You are viewing a plain text version of this content. The canonical link for it is here.
Posted to user@spark.apache.org by heszak <hz...@collabware.com> on 2015/03/18 22:37:28 UTC

Does newly-released LDA (Latent Dirichlet Allocation) algorithm supports ngrams?

I wonder to know whether the newly-released LDA (Latent Dirichlet Allocation)
algorithm only supports uni-gram or it can also supports bi/tri-grams too?
If it can, can someone help me how I can use them?



--
View this message in context: http://apache-spark-user-list.1001560.n3.nabble.com/Does-newly-released-LDA-Latent-Dirichlet-Allocation-algorithm-supports-ngrams-tp22131.html
Sent from the Apache Spark User List mailing list archive at Nabble.com.

---------------------------------------------------------------------
To unsubscribe, e-mail: user-unsubscribe@spark.apache.org
For additional commands, e-mail: user-help@spark.apache.org


Re: Does newly-released LDA (Latent Dirichlet Allocation) algorithm supports ngrams?
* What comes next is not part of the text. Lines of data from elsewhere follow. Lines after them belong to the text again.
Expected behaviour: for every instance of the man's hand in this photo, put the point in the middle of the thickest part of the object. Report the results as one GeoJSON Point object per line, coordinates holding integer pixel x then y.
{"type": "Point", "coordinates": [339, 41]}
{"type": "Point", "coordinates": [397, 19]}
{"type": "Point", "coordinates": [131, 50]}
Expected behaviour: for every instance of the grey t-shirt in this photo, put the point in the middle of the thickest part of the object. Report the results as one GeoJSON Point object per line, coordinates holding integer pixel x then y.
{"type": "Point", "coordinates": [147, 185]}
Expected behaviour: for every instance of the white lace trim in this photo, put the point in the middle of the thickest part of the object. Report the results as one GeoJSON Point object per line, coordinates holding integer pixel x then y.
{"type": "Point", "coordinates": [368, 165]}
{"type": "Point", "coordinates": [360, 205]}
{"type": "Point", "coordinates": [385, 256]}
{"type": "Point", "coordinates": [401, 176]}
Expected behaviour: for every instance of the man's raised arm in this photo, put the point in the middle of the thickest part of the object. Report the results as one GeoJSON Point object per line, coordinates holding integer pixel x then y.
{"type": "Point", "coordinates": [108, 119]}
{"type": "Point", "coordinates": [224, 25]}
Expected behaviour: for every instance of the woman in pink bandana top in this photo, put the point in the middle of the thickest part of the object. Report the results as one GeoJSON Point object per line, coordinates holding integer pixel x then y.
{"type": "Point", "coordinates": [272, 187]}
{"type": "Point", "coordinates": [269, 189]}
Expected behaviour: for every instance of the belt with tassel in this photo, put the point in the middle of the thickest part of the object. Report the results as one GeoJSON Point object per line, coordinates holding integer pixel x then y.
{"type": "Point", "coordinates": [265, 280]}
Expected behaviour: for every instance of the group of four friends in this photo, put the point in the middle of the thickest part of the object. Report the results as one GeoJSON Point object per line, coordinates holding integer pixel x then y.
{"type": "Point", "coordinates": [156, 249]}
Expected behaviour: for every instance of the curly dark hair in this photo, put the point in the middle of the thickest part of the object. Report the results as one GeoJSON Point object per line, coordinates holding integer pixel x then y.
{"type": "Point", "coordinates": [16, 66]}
Posted by Charles Earl <ch...@gmail.com>.
Heszak,
I have only glanced at it but you should be able to incorporate tokens
approximating n-gram yourself, say by using the lucene
ShingleAnalyzerWrapper API
http://lucene.apache.org/core/4_9_0/analyzers-common/org/apache/lucene/analysis/shingle/ShingleAnalyzerWrapper.html
You might also take a glance at http://www.mimno.org/articles/phrases/
C

On Wed, Mar 18, 2015 at 5:37 PM, heszak <hz...@collabware.com> wrote:

> I wonder to know whether the newly-released LDA (Latent Dirichlet
> Allocation)
> algorithm only supports uni-gram or it can also supports bi/tri-grams too?
> If it can, can someone help me how I can use them?
>
>
>
> --
> View this message in context:
> http://apache-spark-user-list.1001560.n3.nabble.com/Does-newly-released-LDA-Latent-Dirichlet-Allocation-algorithm-supports-ngrams-tp22131.html
> Sent from the Apache Spark User List mailing list archive at Nabble.com.
>
> ---------------------------------------------------------------------
> To unsubscribe, e-mail: user-unsubscribe@spark.apache.org
> For additional commands, e-mail: user-help@spark.apache.org
>
>


-- 
- Charles